Our Non-Relating Grandparents
Jo was only six years old when her family moved across two provinces, leaving all their extended family behind. She does not even remember her grandparents. I fared only a little better growing up in the Netherlands. My mother’s family lived in Friesland, a far-away province that we visited only once. I remember only one brief conversation with my Frisian grandfather.

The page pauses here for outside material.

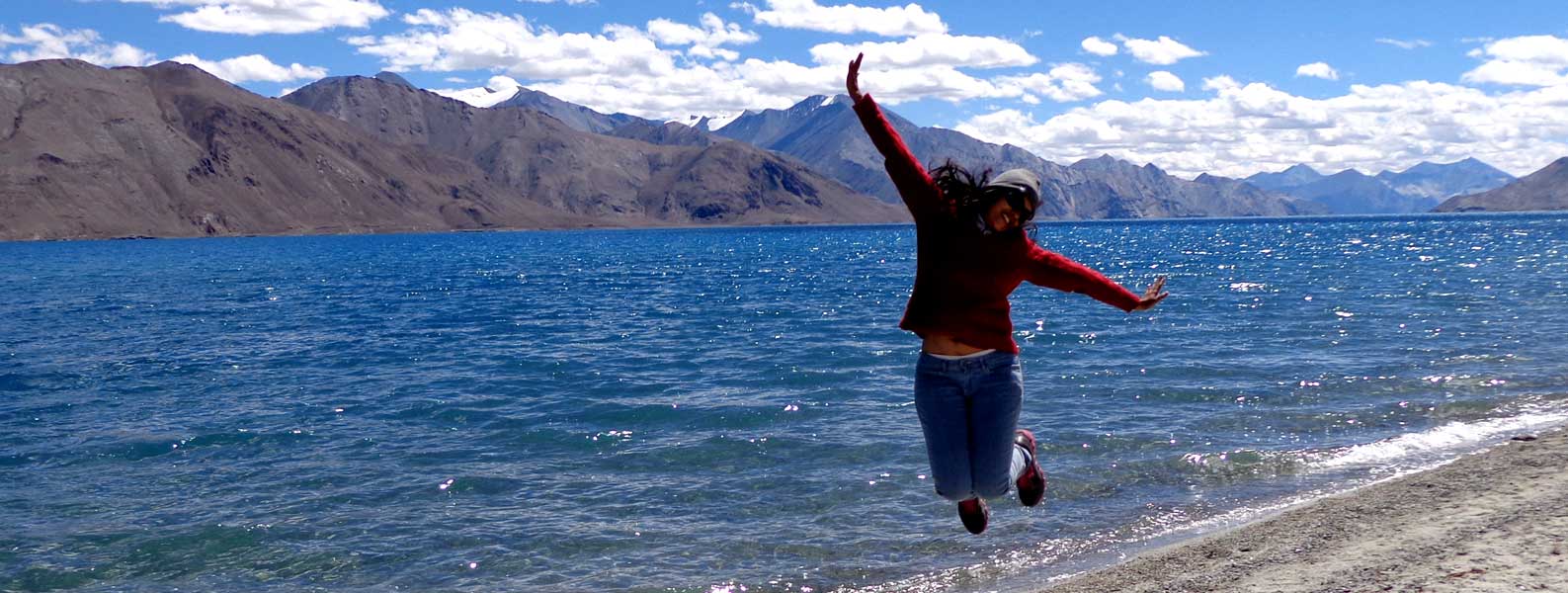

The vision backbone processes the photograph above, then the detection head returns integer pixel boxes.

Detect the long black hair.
[932,158,996,224]
[930,158,1033,232]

My father’s family lived in the same city, and we were often together at my Opa and Oma’s house. I was twelve years old when our family left for Canada, and even though I was their first grandchild, I cannot remember either one of my grandparents ever speaking to me. During our first year in Canada, my mother urged me to write a letter to my Oma. I wrote a long letter describing the old farmhouse we lived in and the Canadian wildlife I had seen—gophers, coyotes, and hawks. Weeks passed without a response, then I read a postscript in a letter to my parents, “I see Jack’s handwriting is as bad as ever.”

That day, as a twelve-year-old, I pledged to myself, “If I ever become a grandparent, I will be the exact opposite of my Oma and Opa.”

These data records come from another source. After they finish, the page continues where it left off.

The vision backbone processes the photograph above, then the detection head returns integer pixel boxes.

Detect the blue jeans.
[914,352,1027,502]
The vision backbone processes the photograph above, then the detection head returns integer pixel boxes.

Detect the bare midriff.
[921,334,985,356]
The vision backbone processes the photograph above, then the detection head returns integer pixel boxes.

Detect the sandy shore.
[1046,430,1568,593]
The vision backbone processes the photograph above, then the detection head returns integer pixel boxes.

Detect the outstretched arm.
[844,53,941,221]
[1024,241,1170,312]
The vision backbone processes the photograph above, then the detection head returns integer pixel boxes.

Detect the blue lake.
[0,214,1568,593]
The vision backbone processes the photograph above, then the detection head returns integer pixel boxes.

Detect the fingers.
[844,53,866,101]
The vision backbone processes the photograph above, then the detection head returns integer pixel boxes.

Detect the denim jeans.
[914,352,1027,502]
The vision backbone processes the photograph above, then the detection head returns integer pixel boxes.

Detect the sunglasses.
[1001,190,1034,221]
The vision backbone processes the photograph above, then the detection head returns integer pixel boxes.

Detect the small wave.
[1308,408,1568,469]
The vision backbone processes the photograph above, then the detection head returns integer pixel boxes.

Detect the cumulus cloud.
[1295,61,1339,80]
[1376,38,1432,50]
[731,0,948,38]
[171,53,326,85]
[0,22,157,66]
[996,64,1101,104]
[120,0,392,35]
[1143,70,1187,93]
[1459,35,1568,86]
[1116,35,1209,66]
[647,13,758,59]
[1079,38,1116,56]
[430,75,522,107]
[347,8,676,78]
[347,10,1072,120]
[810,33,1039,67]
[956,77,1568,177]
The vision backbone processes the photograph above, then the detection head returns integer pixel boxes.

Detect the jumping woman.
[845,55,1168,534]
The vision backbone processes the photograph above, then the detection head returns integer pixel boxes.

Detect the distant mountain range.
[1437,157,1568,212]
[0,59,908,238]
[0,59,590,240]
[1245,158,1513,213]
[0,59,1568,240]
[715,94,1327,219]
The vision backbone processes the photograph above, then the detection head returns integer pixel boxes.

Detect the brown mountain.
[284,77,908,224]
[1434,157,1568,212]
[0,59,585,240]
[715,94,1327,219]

Our Decision to Make the Time Count
Jo and I were relaxing one evening in our mud-walled, thatch-roofed Canela village house, missing our three daughters terribly and wondering how they were doing. We would have no direct contact with them for the next three months as they stayed in a residential mission school 600 kilometres away. We were grateful for our ten-minute early morning radio contact with Belem that we depended on if there was an emergency. And once a week, we had a one-on-one radio schedule with Rita, one of the boarding school’s parents, who passed on news about the girls and messages from them.

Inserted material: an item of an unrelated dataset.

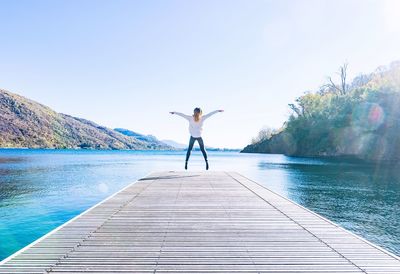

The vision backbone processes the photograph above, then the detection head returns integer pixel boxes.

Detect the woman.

“You know,” I said, “this will be the pattern, on and off, for the rest of their school lives.”

“Yeah,” Jo said, “They’ll be with us in the village for a couple of months in the summer, and we’ll be with them in Belem for Christmas break and a month or so of translation workshops, but for at least half of the year we won’t be part of their day-to-day lives.”

“They’ll be with us during a couple of furloughs between now and the time they graduate from high school,” I said, “but then they’ll leave Brazil for good.”

It scared us to see we had minimal time to be parents to our daughters. We immediately made plans to be far more intentional as parents than we had been. We read books on improving Christian family living and made a “Family Life To-Do” list to follow when we were together in Belem. Being an intentional Daddy to our three daughters would be excellent preparation for acting deliberately as a grandpa to who knows how many grandkids.

Sunday was already family day. We had backyard barbecues, ate out at a nearby restaurant, went sightseeing in Belem or exploring in the countryside. Friday night became Popjes Family Night, as the other twenty families on the centre soon discovered by the laughter and happy shouts emanating from our house through our glassless screen windows. We played games we made up like Sea Monster, which involved a lot of running and screaming. And hide and seek with all the lights off, plus all kinds of table games. I read the entire Lord of the Rings series of books aloud while the family puzzled or did Doodle art. After their twelfth birthday, I took our daughters out on individual weekly dates. We went for walks, sightseeing trips, a movie, or dinner, whatever each one wanted. Excellent preparation for becoming the intentional Grandpa I had vowed to be!

The First Grandkids
When I held our first grandkids, twin grandsons, one in each hand, just days after they were born, I mentally renewed the Grandpa vow I had made when I was twelve years old. I took them for baby carriage rides to give their Mom and Grandma a break, and as I pushed that baby carriage, I prayed for them, and I told them, “I love you. Ryan, I love you, Tyler. I will make sure you know that you matter to me.”

And that is what Jo and I did for each of our eight grandchildren. We spent time with them, listened to them, and loved them, each in their, and our own way. Jo excelled in crafting with the kids and making unique dishes and goodies when they came to visit. We played games, visited parks, and went camping with them at every opportunity. I told them bedtime stories and took them for walks. At least five of our grandkids spent many hours practicing their driving skills with me before they got their license.

When I was away on mission trips, I wrote them “Sunday Afternoon Letters from Grandpa.” I told them true stories of my childhood. I also wrote them made-up stories about a grandpa and eight grandkids with names much like theirs who had every kind of adventure. Jo, for her part, spent hundreds of hours crocheting or knitting afghans for each of our grandkids in designs, colours and patterns they picked out. She also sewed stuffed animals and doll clothes.

I wrote Jo and my memoirs in response to Scripture like, “Good people leave an inheritance to their grandchildren.” Proverbs 13:22. “One generation shall declare your works to another.” Psalm 145:4.

The Joy Being Intentional Grandparenting Brings
Our vow to purposefully and deliberately be Intentional Grandparents continues to bring Jo and me much joy, not just to our grandkids but also to ourselves. And I believe God is pleased too. “They will still bear fruit in old age; they will stay fresh and green” (Psalm 92:14).

We Christian parents and grandparents need to make absolutely sure that our kids and grandkids know we love them and that they matter to us. They need the love and attention only intentional parents and grandparents can deliver.